Willeford's endearing character and larger-than-life persona has helped make him a favorite around the Sun Devils' clubhouse. 

“He quickly became one of my very best friends on this team,” center fielder Andrew Shaps said. “He’s an awesome dude and we hang out almost every day on and off the field. I’m glad he had the opportunity to come here and chose to do so because he’s a great guy and a really great player.”

Recently, Willeford shaved his head to go completely bald, a decision originally stemming from a tweet by Shaps that received enough traction to convince Willeford to follow through on a bet.  

Greenspan described Willeford as a player who “lives in the clubhouse," and said Willeford typically arrives earlier than all of his teammates to begin his daily activities. An ever-present personality has helped Willeford make up for lost time as a first-year Sun Devil.

“Guys absolutely love him,” Greenspan said.

The recognition for Willeford’s infectious personality has even spread all the way to his head coach, Tracy Smith, who is considering using Willeford primarily as a second baseman and as a top-of-the-order bat this season.

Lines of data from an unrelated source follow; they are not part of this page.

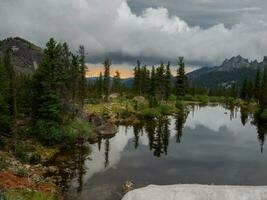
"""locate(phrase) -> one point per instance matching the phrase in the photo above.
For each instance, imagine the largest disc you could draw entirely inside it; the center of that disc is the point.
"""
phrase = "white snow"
(198, 192)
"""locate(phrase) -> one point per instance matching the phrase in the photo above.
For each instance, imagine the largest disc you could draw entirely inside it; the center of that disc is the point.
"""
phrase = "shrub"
(35, 159)
(263, 115)
(179, 105)
(20, 154)
(150, 113)
(165, 109)
(22, 172)
(172, 98)
(49, 132)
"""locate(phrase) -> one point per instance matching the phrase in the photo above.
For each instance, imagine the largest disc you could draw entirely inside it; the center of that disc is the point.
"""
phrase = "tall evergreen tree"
(257, 84)
(137, 79)
(46, 105)
(5, 114)
(107, 85)
(160, 80)
(167, 82)
(180, 79)
(12, 85)
(117, 85)
(263, 99)
(152, 93)
(82, 78)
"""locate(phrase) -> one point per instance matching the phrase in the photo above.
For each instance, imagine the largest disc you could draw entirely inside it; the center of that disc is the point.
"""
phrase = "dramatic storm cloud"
(151, 31)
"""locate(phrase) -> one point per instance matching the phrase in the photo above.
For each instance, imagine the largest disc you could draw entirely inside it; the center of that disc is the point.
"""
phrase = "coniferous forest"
(58, 107)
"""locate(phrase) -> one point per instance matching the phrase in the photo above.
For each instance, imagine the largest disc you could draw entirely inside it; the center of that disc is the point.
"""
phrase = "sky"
(204, 32)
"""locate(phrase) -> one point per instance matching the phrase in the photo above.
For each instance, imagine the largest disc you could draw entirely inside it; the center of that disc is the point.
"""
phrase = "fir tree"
(82, 79)
(160, 80)
(152, 93)
(116, 85)
(106, 83)
(167, 82)
(46, 105)
(263, 99)
(5, 114)
(257, 88)
(180, 79)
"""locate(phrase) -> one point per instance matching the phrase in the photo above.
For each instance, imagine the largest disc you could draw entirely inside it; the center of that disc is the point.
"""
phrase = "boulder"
(107, 129)
(198, 192)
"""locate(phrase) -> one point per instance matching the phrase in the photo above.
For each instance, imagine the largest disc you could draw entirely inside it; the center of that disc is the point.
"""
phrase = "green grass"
(27, 195)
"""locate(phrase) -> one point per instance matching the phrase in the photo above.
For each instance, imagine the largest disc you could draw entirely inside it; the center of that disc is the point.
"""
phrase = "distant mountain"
(233, 70)
(25, 57)
(127, 82)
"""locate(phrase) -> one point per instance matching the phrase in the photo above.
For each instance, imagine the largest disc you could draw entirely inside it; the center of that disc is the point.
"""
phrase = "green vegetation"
(27, 195)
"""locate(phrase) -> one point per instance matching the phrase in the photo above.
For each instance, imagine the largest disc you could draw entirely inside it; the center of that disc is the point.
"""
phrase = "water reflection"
(216, 144)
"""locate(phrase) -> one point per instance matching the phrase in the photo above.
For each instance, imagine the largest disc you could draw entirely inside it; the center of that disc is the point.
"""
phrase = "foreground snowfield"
(198, 192)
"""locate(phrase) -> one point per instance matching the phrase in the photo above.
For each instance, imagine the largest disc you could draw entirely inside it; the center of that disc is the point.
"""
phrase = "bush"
(22, 172)
(172, 98)
(263, 115)
(20, 154)
(49, 132)
(165, 109)
(77, 129)
(35, 159)
(150, 113)
(179, 105)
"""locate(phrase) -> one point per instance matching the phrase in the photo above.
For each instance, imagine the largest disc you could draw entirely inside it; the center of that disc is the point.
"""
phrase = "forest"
(52, 106)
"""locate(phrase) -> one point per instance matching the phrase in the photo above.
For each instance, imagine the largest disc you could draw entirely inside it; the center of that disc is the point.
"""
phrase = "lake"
(205, 145)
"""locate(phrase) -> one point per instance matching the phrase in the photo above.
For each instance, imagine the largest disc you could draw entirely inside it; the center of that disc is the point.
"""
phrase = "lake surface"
(205, 145)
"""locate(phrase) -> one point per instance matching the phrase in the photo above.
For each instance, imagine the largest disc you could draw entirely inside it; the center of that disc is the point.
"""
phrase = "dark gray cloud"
(204, 31)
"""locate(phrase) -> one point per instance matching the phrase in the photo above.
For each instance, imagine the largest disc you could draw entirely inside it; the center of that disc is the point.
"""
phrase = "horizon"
(204, 32)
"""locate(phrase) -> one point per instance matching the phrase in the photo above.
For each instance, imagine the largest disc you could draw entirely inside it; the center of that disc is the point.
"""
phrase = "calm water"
(206, 145)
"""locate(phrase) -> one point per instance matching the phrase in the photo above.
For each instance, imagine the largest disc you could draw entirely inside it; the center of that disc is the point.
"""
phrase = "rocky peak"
(25, 55)
(235, 62)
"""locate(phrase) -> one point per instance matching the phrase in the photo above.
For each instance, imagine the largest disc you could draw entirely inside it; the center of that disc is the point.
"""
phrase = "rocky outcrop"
(198, 192)
(25, 56)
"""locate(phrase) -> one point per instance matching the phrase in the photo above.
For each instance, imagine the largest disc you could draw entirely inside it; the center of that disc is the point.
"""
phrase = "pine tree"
(82, 78)
(106, 87)
(99, 85)
(160, 80)
(137, 79)
(152, 93)
(257, 88)
(263, 99)
(167, 82)
(116, 85)
(180, 79)
(5, 114)
(46, 104)
(12, 85)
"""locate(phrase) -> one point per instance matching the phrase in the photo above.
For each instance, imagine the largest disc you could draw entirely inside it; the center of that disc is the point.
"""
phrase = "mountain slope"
(25, 56)
(233, 70)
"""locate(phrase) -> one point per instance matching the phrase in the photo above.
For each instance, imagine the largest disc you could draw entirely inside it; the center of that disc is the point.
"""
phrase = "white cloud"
(110, 27)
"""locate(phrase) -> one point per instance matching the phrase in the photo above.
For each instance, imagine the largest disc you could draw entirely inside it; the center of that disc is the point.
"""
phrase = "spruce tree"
(167, 82)
(152, 93)
(5, 114)
(263, 99)
(180, 79)
(160, 80)
(82, 78)
(116, 85)
(46, 104)
(106, 83)
(257, 85)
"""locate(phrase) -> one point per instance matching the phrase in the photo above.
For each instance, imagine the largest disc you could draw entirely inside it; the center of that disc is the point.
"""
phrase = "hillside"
(25, 56)
(233, 70)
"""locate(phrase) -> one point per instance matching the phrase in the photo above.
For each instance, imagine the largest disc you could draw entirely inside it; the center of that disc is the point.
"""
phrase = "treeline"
(51, 98)
(156, 83)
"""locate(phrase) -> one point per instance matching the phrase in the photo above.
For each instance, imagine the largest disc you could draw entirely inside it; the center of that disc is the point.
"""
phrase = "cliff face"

“He’s (Willeford) a likable person and he works hard,” Smith said. “It’s funny because when you join a team in your fifth year, you have a limited opportunity to make an impression, and you make an impression by how you go about your work. I don’t think anybody can question his work ethic or how he goes about it on a daily basis, so just by that, he has earned the respect of guys that have been here for a while but also the freshmen.”

Because of the respect he's commanded within the locker room, Willeford has begun to use his status to mentor a lot of the younger players, appealing to them through rough times that he also once endured.

“If I see a freshman struggling, I try to help out,” Willeford said. “Just saying ‘Hey man, you have a lot of time here.’ Seeing freshmen struggle, I can relate to that.”

Through it all, Willeford has kept a positive attitude and outlook on life that has allowed him to continue working toward two challenging goals, playing professional baseball and serving in the military. 

“It’s been a roller coaster,” Willeford said. “A lot of stuff has happened and it’s neat being able to be the older guy out here and seeing the young freshmen coming in and realizing I used to be that. My mindset is a lot different right now. I’ll get frustrated but I’ll try to keep my cool for the most part.”

During all of his various trials and tribulations, Willeford has emerged as a much different person than he once was, and he is pleased about his current situation.

“Jackson four years ago was a lot more immature,” Willeford said. “I was kind of just that punk teenage kid that thought he knew everything. I’m happy with everything that has happened. All the injuries, all the road bumps, it’s given me a nice perspective on life and what is important.”